Developer guide¶
This section is for those who wish to author notebooks to distribute to users for use in Excel.
Register functions for Excel¶
To register a python function to be exposed inside Excel with Anaconda Fusion, simply use the @fusion.register()
decorator.
from anacondafusion.fusion import fusion
@fusion.register()
def add_evens(data):
total = 0
for item in *data:
if item % 2 == 0:
total = total + item
return total
You can pass lists of predefined inputs in drop-down menus for Excel users in Anaconda Fusion by passing them as an argument in the decorator. For example:
algorithms = ['MiniBatchKMeans', 'AffinityPropagation', 'MeanShift',
'SpectralClustering', 'Ward', 'AgglomerativeClustering',
'Birch', 'DBSCAN']
@fusion.register(args={'algorithm':{"values": algorithms}, 'n_clusters': {"values":[3, 4, 5, 6]}})

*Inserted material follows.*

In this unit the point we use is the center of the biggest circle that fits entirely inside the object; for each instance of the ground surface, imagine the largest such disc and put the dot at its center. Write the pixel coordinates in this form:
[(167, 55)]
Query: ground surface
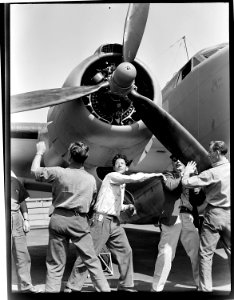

The Excel user will be able to select the values for algorithms and n_cluster from a drop-down menu with the options given:
Document your functions for end users¶
You can write documentation in markdown for users of your Fusion functions by writing docstrings. For example:
@fusion.register(args={'algorithm':{"values": algorithms}, 'n_clusters': {"values":[3, 4, 5, 6]}})
def clustering(data, algorithm='MiniBatchKMeans', n_clusters=3):
"""
Use Clustering function
-----------------------
The clustering function receives a 2-column table (x, y) `data`
and applies the selected `algorithm` with the number of clusters `n_clusters`.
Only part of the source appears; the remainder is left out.